It’s been a decade since Toy Story 3 came out, which, in dog years, is more, so that shows you exactly how long it is. A real long time, basically. As such, it’s about time they did a sequel - surprised it’s got to this long, to be honest, the Saws were doing it every year. Pull your finger out, Pixar.
Anyway, a fourth instalment in the franchise is heading our way, and we’ve got our first “moving picture” look at it.
Here ya go:
All very “the usual”, but then, WHAT’S THAT?? WHO’S THAT?? It’s a new character!
A new addition to the core set of characters! A new friend (or foe?) for Woody, Buzz, Jessie, Mr Spud Face, T-Rex from Jurassic Park, The Amazing Stretch-Dog and The Pig Whose Blood Is Coins! It’s all very exciting.
But let’s actually get to the bottom of this, shall we?
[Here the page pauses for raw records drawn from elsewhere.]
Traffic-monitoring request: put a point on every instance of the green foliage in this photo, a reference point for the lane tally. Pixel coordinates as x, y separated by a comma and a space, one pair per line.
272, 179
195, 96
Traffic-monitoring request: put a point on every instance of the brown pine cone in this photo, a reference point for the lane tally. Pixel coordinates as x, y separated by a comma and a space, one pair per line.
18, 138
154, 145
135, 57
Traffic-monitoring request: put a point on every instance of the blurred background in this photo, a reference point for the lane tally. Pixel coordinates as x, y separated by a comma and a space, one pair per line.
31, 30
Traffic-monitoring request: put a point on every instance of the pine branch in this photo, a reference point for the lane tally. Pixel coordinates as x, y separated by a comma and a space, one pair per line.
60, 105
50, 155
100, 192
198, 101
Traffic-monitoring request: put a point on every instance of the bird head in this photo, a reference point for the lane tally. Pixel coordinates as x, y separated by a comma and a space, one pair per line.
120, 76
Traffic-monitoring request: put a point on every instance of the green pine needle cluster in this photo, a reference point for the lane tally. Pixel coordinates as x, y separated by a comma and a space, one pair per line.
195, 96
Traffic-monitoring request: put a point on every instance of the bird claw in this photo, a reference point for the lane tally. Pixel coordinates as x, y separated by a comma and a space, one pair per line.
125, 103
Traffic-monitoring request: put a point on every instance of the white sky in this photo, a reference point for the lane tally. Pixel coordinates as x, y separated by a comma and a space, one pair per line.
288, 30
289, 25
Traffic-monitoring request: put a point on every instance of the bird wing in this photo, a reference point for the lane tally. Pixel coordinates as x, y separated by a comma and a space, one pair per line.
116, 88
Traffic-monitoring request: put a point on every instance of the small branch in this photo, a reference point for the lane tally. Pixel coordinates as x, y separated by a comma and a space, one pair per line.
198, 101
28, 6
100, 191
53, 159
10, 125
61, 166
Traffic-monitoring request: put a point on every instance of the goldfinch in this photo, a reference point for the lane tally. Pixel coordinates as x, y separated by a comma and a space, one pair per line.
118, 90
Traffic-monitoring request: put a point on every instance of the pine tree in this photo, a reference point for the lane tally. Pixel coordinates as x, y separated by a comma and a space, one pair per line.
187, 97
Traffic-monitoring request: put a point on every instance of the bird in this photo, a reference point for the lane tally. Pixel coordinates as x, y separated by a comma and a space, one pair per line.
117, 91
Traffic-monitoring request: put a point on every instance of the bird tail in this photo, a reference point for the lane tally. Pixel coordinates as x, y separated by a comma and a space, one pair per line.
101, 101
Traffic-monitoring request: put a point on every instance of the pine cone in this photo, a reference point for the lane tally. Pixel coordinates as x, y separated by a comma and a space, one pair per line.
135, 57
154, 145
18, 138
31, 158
Here are 5 possible clues as to what in the heck that spoony plonker really is:
1. Well first off, he’s not a spoon.
He’s a fork. We know this because his name is Forky, according to the IMDB. Of course, if we’re being pedantic here, his name should be Sporky, seeing as he’s actually a spork (a mix of a spoon and a fork), but to make things easier, they’ve gone with Forky.
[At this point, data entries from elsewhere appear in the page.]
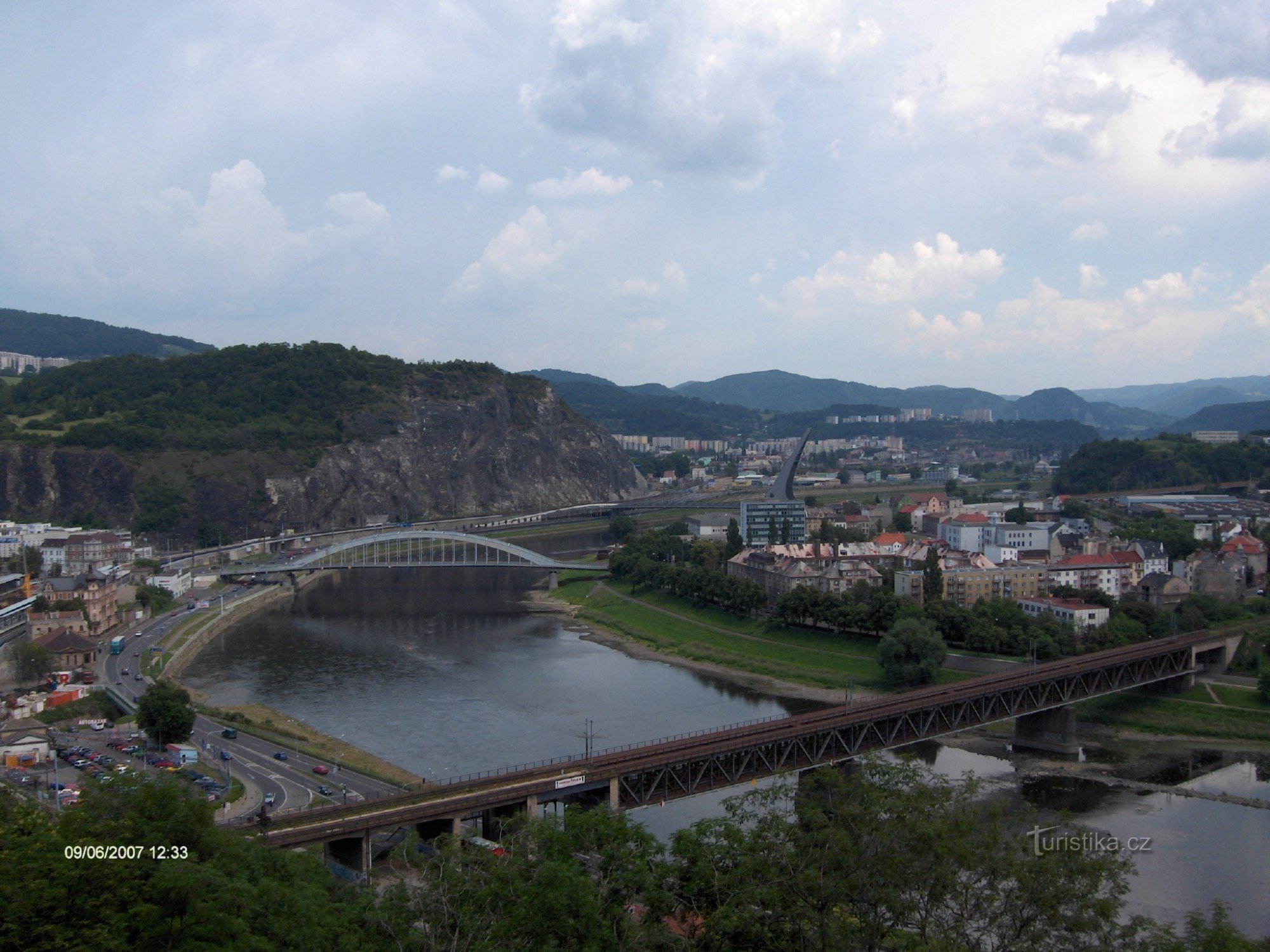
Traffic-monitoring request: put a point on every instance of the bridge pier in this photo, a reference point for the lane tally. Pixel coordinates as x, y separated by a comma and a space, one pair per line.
1053, 732
351, 854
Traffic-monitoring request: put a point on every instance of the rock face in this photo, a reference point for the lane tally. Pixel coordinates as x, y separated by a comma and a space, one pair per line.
65, 486
495, 453
500, 450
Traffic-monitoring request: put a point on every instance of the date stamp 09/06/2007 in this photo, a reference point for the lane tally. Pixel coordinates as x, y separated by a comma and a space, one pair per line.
123, 852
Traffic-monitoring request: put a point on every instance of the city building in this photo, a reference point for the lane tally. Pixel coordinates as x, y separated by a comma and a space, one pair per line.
965, 587
1083, 615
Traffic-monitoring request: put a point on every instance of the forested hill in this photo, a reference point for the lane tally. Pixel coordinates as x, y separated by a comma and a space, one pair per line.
82, 340
1120, 465
314, 436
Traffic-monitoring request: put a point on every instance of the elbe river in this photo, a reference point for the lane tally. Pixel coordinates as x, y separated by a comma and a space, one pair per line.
446, 672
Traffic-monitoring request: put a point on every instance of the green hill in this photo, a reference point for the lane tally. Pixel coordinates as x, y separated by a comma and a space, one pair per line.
82, 340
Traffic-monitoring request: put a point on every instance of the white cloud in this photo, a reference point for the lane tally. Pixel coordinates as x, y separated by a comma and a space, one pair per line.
523, 251
243, 238
1090, 232
693, 86
491, 182
451, 173
592, 182
1092, 279
672, 277
928, 272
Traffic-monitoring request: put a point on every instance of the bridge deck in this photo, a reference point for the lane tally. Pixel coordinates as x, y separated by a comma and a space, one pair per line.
683, 767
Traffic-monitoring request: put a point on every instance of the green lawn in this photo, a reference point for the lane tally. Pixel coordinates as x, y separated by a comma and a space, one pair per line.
819, 659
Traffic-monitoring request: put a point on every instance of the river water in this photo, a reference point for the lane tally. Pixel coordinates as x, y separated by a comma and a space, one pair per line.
446, 672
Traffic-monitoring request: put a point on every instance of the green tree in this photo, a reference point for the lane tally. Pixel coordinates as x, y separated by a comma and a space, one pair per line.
911, 653
735, 543
933, 576
31, 662
166, 714
622, 529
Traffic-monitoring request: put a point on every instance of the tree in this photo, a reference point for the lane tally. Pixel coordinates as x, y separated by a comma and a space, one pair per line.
31, 662
933, 576
166, 714
622, 529
735, 543
911, 653
1018, 516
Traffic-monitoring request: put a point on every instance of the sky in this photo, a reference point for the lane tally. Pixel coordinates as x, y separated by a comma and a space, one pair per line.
1010, 196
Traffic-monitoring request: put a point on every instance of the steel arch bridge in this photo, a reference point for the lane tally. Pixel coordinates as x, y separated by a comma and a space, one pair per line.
424, 549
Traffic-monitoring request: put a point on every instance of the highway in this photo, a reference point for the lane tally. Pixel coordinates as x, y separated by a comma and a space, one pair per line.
252, 760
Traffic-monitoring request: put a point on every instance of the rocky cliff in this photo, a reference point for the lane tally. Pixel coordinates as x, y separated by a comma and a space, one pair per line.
496, 445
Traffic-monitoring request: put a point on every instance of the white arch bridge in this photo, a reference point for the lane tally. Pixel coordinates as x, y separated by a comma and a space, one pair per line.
420, 549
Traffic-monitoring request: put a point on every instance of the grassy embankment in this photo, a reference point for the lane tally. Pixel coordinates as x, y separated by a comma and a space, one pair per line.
290, 734
817, 659
1238, 714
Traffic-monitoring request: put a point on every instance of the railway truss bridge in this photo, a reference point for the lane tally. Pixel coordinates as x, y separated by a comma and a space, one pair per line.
1038, 699
417, 549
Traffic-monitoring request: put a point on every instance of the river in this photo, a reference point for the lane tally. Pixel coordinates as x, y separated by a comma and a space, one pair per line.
445, 672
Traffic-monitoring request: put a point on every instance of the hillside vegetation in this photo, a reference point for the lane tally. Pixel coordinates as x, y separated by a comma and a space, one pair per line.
1118, 465
79, 338
270, 398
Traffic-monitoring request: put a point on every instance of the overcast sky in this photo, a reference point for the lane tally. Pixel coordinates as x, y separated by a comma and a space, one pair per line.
1005, 195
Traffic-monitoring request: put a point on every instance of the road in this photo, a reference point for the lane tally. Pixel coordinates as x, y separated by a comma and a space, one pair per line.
252, 760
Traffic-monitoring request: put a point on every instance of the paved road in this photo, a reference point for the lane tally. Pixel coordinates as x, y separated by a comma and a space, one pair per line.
252, 760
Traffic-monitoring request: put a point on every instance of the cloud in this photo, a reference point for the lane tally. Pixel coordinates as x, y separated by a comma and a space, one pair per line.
592, 182
1092, 279
1253, 300
523, 251
1090, 232
693, 86
928, 272
451, 173
239, 237
672, 277
491, 182
1217, 40
1239, 129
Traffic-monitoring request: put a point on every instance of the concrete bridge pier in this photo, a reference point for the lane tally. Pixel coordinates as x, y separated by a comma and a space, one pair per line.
351, 854
1053, 732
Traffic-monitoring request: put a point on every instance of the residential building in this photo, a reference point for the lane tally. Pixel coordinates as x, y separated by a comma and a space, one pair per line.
1163, 591
780, 569
1216, 436
761, 516
709, 526
98, 592
70, 651
1090, 572
965, 587
1080, 614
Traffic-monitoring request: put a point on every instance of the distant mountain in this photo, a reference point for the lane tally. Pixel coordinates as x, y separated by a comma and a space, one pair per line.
553, 376
82, 340
1227, 417
1064, 404
1183, 399
783, 392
2. He’s not a toy in the traditional sense
It would be a very disreputable toy shop that would stock a toy of this ilk and actually charge for it. This is a homemade toy, not a fancy plastic one like Buzz Lightyear. What Forky appears to consist of is a plastic spork, some pipe-cleaners, a bit of chewing gum, a lolly stick, some stick-on googly eyes and, erm, what are his eyebrows and mouth? Candy laces? Elastic bands? No idea, but the fact remains that this “toy” has been cobbled together from other bits and bobs to form a new whole.
3. He belongs to Bonnie (most likely)
According to the synopsis, “Bonnie adds a reluctant new toy called “Forky” to her room”, so it makes sense that she made him? Of course, the addition of a new toy is always bound to cause ripples, as we’ve seen in every film since the first one (heck, the entire first film is based around this). The fact that Forky ain’t even an actual toy is going to have repercussions. Specifically, repercussions that will set off “a road trip adventure alongside old and new friends [that] will show Woody how big the world can be for a toy.” Probably.
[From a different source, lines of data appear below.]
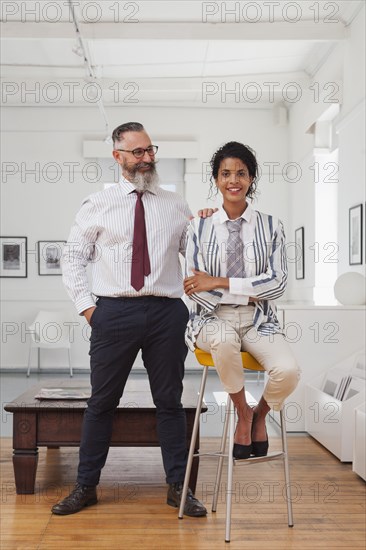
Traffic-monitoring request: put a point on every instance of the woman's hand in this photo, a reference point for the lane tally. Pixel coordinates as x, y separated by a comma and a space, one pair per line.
202, 281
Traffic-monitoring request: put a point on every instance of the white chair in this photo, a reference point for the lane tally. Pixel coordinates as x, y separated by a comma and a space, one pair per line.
50, 330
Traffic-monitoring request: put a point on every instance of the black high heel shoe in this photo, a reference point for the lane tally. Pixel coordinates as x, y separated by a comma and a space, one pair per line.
242, 451
260, 448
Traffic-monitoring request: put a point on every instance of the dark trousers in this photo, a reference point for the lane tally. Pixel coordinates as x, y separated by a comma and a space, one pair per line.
120, 328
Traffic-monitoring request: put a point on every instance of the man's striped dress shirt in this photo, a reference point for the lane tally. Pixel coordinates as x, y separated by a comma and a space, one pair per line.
102, 236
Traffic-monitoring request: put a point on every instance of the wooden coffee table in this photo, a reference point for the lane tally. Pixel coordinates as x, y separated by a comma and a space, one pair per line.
56, 423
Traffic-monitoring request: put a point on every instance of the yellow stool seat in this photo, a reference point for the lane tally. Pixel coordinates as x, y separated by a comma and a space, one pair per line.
205, 358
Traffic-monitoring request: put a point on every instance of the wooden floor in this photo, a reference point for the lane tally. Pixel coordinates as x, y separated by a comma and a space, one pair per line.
328, 503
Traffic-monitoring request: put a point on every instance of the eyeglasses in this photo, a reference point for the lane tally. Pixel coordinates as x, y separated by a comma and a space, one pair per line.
139, 152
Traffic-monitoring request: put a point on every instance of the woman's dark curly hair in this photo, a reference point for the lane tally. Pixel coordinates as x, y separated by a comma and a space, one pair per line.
234, 149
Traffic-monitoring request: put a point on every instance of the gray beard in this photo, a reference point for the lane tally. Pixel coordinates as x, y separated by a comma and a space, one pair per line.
146, 181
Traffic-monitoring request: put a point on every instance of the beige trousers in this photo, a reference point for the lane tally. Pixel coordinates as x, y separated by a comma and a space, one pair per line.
233, 332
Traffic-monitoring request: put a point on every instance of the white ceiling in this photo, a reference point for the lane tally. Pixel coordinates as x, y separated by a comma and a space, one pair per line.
165, 52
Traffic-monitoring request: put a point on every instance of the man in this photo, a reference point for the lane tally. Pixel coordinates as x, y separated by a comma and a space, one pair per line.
131, 235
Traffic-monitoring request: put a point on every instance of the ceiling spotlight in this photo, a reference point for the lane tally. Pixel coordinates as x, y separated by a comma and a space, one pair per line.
78, 50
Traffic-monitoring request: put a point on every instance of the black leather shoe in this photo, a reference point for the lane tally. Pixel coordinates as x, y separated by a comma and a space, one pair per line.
260, 448
80, 496
193, 507
242, 451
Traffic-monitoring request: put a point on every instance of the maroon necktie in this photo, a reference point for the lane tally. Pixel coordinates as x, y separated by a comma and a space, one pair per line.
140, 254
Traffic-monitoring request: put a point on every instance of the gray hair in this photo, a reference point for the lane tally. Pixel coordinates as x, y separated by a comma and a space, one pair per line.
127, 127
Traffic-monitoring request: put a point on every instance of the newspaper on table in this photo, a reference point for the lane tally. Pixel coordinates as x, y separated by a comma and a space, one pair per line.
64, 393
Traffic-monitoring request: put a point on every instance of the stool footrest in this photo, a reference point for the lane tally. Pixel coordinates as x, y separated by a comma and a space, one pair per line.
256, 459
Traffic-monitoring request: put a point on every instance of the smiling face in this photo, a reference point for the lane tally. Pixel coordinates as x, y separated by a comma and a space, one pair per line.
139, 171
233, 181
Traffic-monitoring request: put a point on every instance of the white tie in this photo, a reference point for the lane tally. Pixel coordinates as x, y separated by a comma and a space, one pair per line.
235, 255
4. He’s got himself an existential crisis going on
As is often the case with the characters in Toy Story, they’ve got a lot going on in their heads - are they actually alive? What exactly are they? Do they exist? Well, Forky’s got one extra one - is he even a toy? In the teaser he shouts “I don’t belong here!” and runs off - he’s got some problems, has Forky, and presumably a large part of Toy Story 4 will be getting to the bottom of them.
5. Now so have we
Not strictly a clue about what the hell Forky is, but more a very large question about the world of Toy Story as a whole.
Like, forks can’t speak in that world, can they? So when does one become alive? As soon as eyes are stuck on it? Is it then living a mouth-less, unmoving, locked-in existence? Or does it have to have arms and legs before it can become sentient?
If a child plays with a cardboard box on Christmas day, does that become aware of its own existence? Is it simply awake, yet unable to communicate? Internal screams falling on deaf ears? And then, on Boxing Day, when the box is of no interest to the child anymore, does it die? Did it merely have a nightmarish, pseudocomatic lifespan, the length of a fly?
THIS FILM IS SUPPOSED TO BE FOR KIDS BUT IT IS MAKING US SWEAT.
Anyway, the film’s out June 21, 2019, enjoy! Ha! HAHA! HAHAHAHAHAHAHAHAHA!